Yeah, I think there are several points for discussion on the quiz. It is probably severely truncated from the original tests, but from what I understood it is pretty good at assessing three main areas: 1) the desire for adventure or sensation seeking, 2) relative disregard for harm and 3) impulsivity - acting on desire without fully thinking out the consequences.
Several of the items on the quiz are things I've done in my past, but don't actively seek to do now. (Surfing, downhill skiing and water skiing). One might argue that those have been replaced by trials bike riding, snow boarding and mountain bike riding.
Also, I agree with you on risk assessment. For some of the people I talked to yesterday, it seems there is a justification process of sorts that "risky people" feel risk is reduced by the calculating odds that something "might" happen and just being prepared. The phrase "calculated risk" comes to mind.
A fun example is a person that I coach will often swim in lake near his house, even though there have been multiple alligator sightings. The odds, he says, are very, very low that he'll get attacked. I wouldn't want to swim in that lake. He didn't seem too crazy about running on trails that I run in the summer, where rattlesnake sightings are common.
I do know a couple of people that scored zero and the score does seem to fit.The column also said it is possible for people to score high on two of the three categories and lower on the third.
I like one of the last lines of the column, "...despite all the fancy scientific inroads, the call for adventure is still a big mystery."
I scored an 8. If I were younger I might have answered some of the questions differently, but with age comes wisdom.
Being Part Klingon, I still do "hear the cry of the Warrior", but it is faint. ![]()
Yes, indeed age-obtained wisdom was mentioned in the column as well. In addition to age, having a family that depends on you did affect people's decision-making processes. The old, "think twice" comes to mind.

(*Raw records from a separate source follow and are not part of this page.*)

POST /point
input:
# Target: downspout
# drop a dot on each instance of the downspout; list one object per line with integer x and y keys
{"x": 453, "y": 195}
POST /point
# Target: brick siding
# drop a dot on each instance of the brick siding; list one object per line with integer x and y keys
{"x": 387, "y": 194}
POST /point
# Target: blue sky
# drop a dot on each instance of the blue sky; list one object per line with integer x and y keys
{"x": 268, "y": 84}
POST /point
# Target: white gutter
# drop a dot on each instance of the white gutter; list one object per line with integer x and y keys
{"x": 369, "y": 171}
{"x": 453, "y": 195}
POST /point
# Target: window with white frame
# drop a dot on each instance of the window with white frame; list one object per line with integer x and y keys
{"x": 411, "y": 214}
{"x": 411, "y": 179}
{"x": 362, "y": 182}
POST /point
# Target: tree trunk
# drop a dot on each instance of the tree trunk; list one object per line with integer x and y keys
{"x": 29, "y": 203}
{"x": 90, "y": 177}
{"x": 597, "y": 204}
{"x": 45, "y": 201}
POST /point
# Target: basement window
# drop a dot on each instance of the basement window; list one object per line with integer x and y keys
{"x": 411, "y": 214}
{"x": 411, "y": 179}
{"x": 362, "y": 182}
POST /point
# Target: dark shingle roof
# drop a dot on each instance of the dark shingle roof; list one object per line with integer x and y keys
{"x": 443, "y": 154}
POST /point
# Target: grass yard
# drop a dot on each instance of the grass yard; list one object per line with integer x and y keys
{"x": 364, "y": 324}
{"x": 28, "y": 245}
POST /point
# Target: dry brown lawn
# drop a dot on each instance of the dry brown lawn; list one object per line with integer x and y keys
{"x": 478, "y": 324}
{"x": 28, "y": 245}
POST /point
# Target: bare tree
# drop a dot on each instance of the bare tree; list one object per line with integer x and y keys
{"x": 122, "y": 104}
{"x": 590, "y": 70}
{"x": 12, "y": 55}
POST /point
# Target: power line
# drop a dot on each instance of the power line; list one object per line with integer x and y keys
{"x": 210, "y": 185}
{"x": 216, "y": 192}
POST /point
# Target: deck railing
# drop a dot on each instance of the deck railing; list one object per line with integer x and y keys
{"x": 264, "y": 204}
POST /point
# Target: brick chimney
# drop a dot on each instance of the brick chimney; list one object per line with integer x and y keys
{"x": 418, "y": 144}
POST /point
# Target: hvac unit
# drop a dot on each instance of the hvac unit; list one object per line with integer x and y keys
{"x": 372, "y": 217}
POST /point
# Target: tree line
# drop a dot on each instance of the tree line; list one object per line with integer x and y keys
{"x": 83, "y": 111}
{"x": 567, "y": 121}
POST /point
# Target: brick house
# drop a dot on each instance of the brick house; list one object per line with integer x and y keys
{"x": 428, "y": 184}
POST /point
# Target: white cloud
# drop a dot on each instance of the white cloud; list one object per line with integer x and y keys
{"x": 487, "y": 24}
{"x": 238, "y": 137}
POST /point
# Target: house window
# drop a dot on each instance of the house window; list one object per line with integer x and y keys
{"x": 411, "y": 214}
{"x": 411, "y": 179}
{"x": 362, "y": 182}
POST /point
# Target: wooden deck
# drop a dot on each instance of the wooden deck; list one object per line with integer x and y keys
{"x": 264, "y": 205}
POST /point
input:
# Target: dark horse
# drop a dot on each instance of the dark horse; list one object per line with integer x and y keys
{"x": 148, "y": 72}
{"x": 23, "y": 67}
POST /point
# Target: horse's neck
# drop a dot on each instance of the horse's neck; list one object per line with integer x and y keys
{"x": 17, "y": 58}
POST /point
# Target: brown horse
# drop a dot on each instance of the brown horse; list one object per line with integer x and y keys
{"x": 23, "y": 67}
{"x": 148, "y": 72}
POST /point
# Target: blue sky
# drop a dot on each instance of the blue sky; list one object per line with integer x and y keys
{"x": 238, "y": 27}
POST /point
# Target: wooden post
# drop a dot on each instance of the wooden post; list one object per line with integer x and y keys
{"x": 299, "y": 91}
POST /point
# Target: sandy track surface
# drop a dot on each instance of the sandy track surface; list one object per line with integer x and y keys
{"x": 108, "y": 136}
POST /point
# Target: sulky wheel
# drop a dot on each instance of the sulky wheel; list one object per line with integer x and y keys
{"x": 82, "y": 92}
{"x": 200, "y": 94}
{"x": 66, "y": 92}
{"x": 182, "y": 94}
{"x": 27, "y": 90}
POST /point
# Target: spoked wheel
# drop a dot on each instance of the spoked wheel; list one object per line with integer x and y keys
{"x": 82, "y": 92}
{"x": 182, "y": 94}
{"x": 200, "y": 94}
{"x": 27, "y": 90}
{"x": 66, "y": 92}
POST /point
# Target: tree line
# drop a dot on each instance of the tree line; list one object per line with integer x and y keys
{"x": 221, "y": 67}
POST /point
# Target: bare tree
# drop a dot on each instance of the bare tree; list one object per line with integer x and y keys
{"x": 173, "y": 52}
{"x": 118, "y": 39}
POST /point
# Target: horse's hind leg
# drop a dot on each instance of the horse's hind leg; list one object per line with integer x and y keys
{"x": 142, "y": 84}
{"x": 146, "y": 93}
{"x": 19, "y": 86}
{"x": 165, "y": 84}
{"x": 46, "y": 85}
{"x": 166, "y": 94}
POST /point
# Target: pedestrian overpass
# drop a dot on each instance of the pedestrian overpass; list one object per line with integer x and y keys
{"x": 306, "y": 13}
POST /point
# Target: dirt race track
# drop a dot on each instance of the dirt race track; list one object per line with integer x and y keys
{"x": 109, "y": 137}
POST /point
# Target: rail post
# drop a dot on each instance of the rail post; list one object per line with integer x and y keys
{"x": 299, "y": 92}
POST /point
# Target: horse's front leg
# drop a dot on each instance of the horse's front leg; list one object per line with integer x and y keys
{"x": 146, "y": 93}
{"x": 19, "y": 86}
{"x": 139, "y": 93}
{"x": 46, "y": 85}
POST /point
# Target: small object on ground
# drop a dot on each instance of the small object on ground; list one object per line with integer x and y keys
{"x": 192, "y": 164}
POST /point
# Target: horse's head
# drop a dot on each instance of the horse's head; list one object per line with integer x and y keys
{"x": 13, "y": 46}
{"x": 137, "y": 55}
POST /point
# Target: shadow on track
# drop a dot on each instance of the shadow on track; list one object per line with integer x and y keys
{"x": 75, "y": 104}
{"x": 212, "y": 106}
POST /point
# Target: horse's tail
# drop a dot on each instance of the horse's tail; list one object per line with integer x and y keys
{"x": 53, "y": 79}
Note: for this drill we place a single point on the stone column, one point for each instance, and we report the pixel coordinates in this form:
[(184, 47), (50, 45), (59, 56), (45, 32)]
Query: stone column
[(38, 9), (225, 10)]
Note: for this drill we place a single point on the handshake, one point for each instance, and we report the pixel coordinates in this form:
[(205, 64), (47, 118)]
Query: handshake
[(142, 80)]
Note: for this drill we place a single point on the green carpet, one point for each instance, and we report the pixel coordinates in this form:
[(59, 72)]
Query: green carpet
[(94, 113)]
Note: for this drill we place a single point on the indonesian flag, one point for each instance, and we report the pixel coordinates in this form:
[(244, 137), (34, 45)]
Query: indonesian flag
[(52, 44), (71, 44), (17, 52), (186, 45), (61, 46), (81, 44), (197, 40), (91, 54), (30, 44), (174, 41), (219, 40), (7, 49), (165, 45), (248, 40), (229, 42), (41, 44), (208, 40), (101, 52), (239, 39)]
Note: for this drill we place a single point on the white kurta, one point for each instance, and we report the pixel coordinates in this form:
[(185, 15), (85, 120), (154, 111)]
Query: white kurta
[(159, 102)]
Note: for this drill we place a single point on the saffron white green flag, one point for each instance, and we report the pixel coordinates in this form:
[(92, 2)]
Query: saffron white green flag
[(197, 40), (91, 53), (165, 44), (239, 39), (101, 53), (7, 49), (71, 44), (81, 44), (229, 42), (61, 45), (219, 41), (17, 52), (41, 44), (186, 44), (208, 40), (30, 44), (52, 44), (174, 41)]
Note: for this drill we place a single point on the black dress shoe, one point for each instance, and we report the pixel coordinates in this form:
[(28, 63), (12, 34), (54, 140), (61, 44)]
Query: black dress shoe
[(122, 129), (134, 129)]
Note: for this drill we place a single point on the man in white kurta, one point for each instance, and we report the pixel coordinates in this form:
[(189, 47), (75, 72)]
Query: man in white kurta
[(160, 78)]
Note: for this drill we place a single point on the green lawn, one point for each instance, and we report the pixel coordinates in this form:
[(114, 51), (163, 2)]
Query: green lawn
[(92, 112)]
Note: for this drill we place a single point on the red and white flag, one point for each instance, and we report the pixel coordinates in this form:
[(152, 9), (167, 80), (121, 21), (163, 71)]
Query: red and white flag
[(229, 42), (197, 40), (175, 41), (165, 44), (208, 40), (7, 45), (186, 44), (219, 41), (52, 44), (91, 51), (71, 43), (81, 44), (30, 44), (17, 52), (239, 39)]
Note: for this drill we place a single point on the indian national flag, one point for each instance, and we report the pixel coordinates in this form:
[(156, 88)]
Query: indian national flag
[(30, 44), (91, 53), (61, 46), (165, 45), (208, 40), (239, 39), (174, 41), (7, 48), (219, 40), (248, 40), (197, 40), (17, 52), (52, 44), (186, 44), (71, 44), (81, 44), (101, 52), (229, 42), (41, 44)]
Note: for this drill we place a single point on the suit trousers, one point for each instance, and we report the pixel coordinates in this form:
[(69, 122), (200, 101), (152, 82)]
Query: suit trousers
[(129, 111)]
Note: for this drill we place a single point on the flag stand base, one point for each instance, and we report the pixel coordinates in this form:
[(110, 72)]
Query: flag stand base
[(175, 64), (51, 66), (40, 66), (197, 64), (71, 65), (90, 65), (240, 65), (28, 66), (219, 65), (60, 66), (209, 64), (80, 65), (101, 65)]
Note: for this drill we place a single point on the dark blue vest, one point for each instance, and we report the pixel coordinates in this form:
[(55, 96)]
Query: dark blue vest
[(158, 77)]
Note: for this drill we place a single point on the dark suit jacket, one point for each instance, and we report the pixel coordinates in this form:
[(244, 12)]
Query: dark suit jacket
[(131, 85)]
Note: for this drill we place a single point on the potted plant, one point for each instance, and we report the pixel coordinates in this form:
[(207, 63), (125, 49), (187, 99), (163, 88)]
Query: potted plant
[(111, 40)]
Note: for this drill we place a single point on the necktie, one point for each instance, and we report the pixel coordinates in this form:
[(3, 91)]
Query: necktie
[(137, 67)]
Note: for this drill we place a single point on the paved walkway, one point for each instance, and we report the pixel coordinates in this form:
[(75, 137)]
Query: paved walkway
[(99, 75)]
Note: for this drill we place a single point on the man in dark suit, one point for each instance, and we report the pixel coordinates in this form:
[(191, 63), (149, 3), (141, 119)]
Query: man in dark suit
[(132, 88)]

That cry didn't look too faint when you were throwing yourself downhill on some technical single track in about 8 inches of snow just a few weeks ago...
I scored 7. There are some things I don't really have much interest in doing: parachuting comes to mind. But I wonder if it's just the risk that puts me off, or something else. It seems to me that this quiz can't distinguish between things that you don't want to do because the risk is too high from those that you don't want to do for other reasons.

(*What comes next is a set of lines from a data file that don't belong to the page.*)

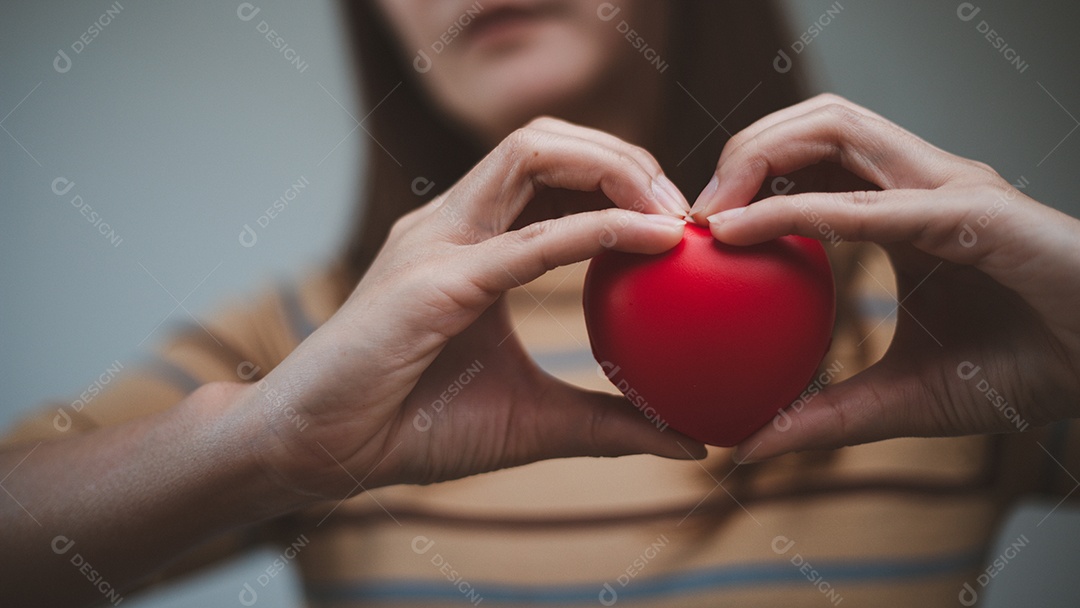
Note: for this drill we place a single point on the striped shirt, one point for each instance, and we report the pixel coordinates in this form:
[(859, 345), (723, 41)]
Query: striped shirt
[(898, 523)]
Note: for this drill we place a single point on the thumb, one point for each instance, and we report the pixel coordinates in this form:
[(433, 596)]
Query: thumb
[(876, 404)]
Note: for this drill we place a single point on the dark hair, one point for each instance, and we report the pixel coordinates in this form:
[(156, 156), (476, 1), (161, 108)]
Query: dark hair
[(720, 68)]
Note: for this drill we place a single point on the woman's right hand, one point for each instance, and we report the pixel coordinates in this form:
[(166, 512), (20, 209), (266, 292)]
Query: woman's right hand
[(419, 378)]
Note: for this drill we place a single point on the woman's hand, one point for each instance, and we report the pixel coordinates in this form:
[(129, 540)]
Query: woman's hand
[(988, 280), (419, 378)]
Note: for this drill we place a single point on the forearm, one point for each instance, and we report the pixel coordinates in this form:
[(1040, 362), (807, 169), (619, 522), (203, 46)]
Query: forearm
[(89, 516)]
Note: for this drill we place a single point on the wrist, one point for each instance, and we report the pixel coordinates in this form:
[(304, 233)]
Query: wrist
[(230, 430)]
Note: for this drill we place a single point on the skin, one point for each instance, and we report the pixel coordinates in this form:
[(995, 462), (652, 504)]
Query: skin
[(226, 457), (1001, 296)]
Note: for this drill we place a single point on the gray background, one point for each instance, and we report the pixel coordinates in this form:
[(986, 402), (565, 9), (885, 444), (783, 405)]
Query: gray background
[(179, 124)]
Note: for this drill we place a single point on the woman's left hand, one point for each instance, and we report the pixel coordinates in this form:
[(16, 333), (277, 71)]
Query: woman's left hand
[(988, 280)]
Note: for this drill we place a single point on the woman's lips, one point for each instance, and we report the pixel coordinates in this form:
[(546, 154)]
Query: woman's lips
[(504, 25)]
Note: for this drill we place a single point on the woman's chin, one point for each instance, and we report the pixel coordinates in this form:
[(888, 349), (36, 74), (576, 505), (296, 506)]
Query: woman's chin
[(526, 92)]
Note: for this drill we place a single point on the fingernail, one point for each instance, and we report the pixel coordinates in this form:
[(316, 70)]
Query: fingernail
[(666, 220), (727, 215), (669, 196), (705, 194)]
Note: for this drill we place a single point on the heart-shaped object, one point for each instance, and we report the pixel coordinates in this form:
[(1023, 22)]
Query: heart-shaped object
[(711, 338)]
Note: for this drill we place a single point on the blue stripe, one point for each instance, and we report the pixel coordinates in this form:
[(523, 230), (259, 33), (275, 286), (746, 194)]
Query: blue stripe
[(171, 373), (295, 315), (669, 586), (575, 360)]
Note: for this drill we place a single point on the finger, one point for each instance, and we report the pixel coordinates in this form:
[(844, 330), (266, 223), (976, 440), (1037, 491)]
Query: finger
[(572, 422), (931, 220), (787, 113), (872, 148), (875, 404), (494, 193), (514, 258), (643, 157)]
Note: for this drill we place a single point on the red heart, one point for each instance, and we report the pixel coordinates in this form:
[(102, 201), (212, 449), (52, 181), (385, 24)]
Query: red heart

The other thing to think about is the fact that human beings are not very good at risk assessment. If I remember it right, human beings fear infrequent but very dramatic events that are outside their control more than they fear frequent but undramatic events that are within their control, even if the statistics demonstrate that risk from the frequent event is greater than that from the infrequent event. For example, many fear airplane flights more than driving in a car, but most individuals are at greater risk of injury in a car crash than they are in an airplane crash.